Der Beamte habe den deutschen Kollegen aus einer “Notsituation“ helfen wollen. Grünen-Politiker Ströbele fordert rückhaltlose Aufklärung.
Hannover/Lüneburg/Potsdam. Auch nach dem Ende des diesjährigen Castor-Transports sorgt der Polizeieinsatz im Wendland für Ärger. Hintergrund ist der handgreifliche Einsatz eines französischen Polizisten am Sonntagnachmittag in Gorleben gegen einen Demonstranten. Das Bundesinnenministerium in Berlin verteidigte die Maßnahme.

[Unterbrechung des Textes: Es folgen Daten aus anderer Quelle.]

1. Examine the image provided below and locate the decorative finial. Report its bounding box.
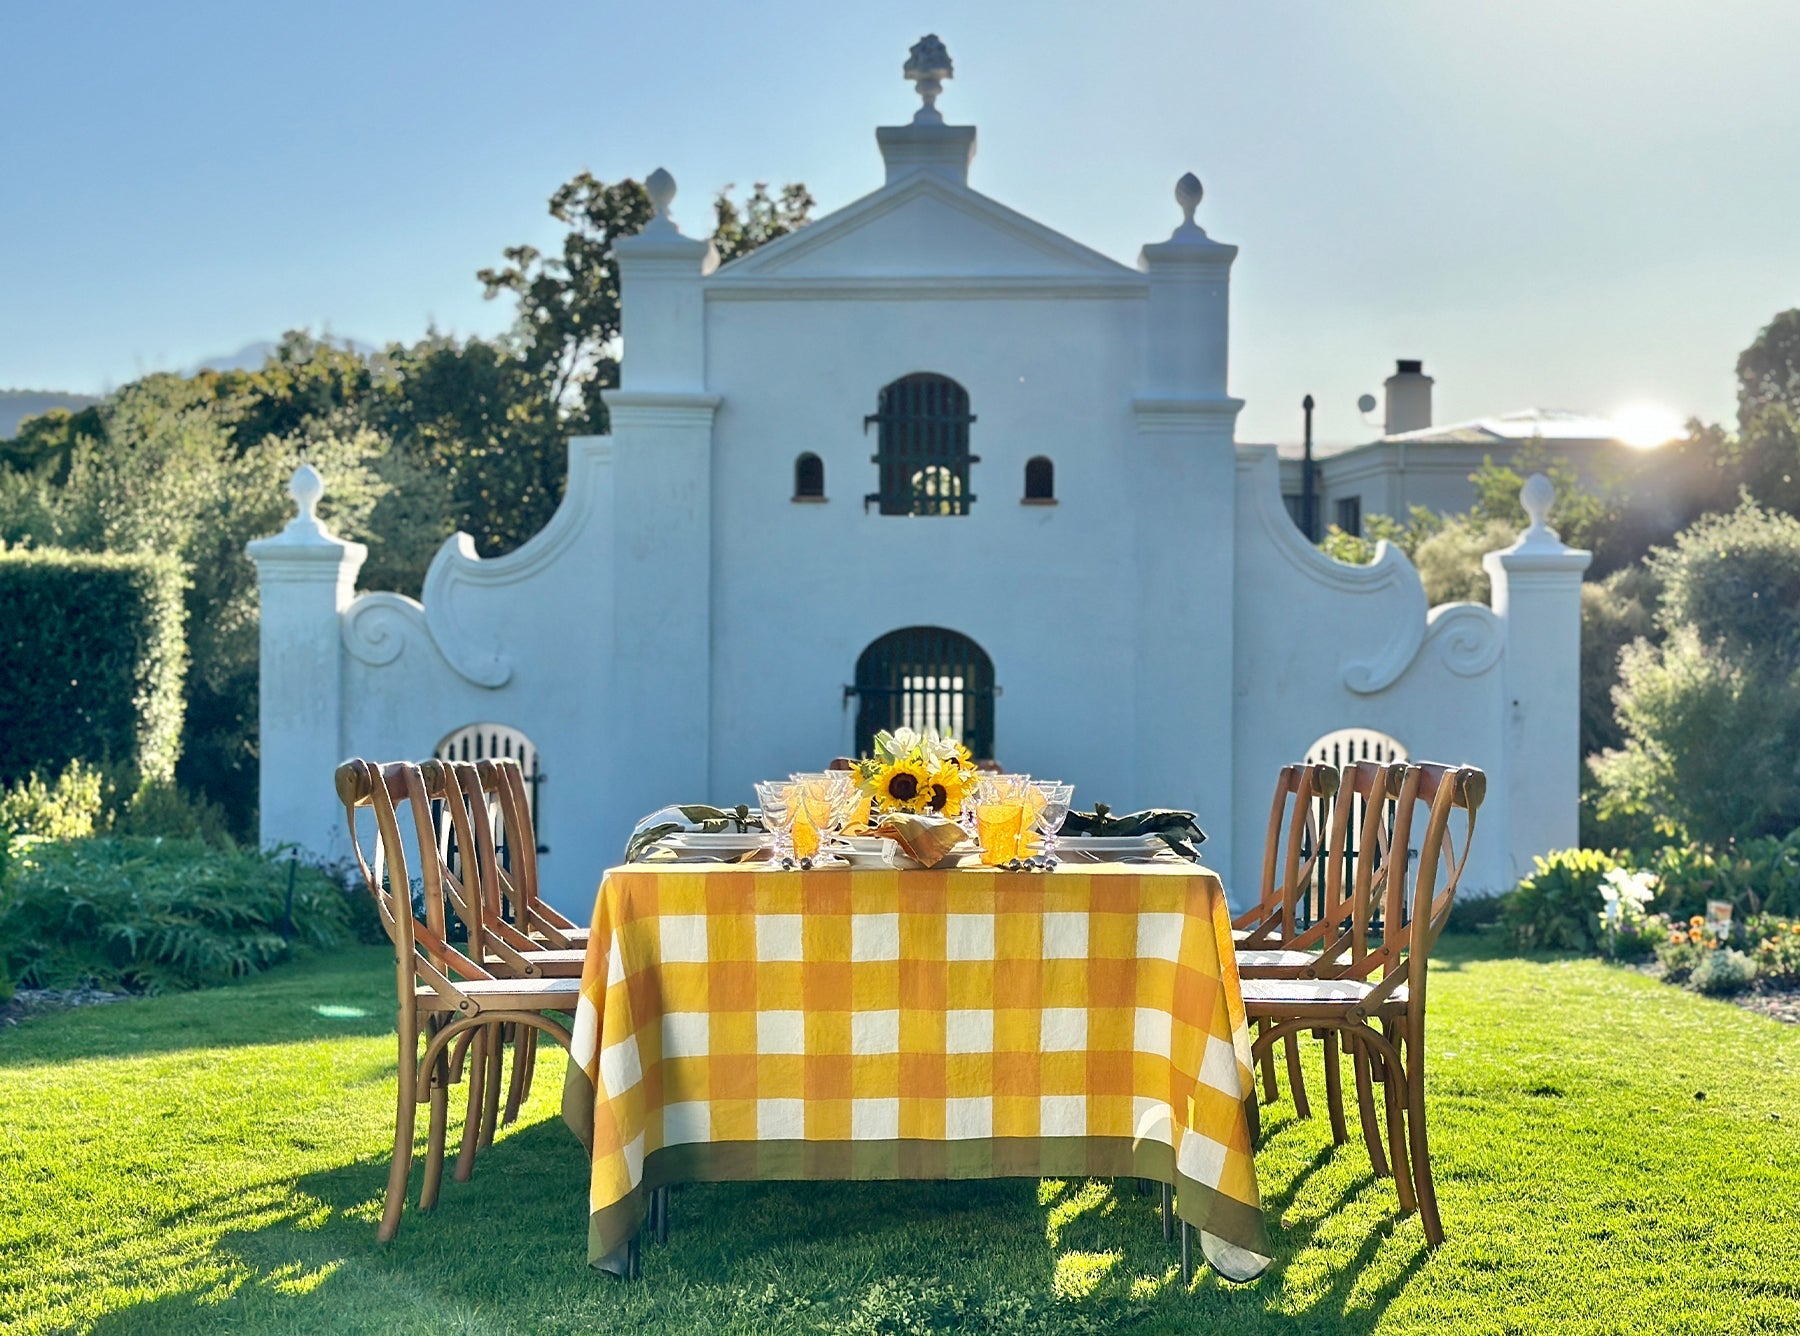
[905,34,953,125]
[289,463,323,525]
[1521,472,1556,537]
[1176,172,1204,227]
[645,167,677,221]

Der französische Beamte habe einem deutschen Bundespolizisten nur in einer akuten „Notsituation“ während einer Personenkontrolle nach einer Beamtenbeleidigung geholfen, betonte ein Ministeriumssprecher.

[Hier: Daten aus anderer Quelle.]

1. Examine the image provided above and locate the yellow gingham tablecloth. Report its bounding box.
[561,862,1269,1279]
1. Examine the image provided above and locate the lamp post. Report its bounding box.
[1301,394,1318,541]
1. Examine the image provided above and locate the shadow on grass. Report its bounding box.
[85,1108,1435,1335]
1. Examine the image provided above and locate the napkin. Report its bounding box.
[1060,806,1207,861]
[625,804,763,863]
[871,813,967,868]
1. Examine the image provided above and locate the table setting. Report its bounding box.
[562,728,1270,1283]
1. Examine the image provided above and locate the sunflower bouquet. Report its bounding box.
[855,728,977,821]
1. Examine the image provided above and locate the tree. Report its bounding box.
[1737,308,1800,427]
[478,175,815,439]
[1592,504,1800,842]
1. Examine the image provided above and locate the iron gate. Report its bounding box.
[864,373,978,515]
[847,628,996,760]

Der Einsatz des uniformierten und bewaffneten Beamten beim Castor-Transport von La Hague in Frankreich ins niedersächsische Gorleben sei zudem durch einen internationalen Vertrag zur grenzüberschreitenden Polizeiarbeit aus dem Jahr 2005 abgesichert. Auch das Bundespolizeigesetz regele entsprechende Kooperationen. „Aus diesem Grund ist eine Polizeikooperation zwischen Frankreich und Deutschland notwendig und auch seit Jahren üblich“, hieß es weiter.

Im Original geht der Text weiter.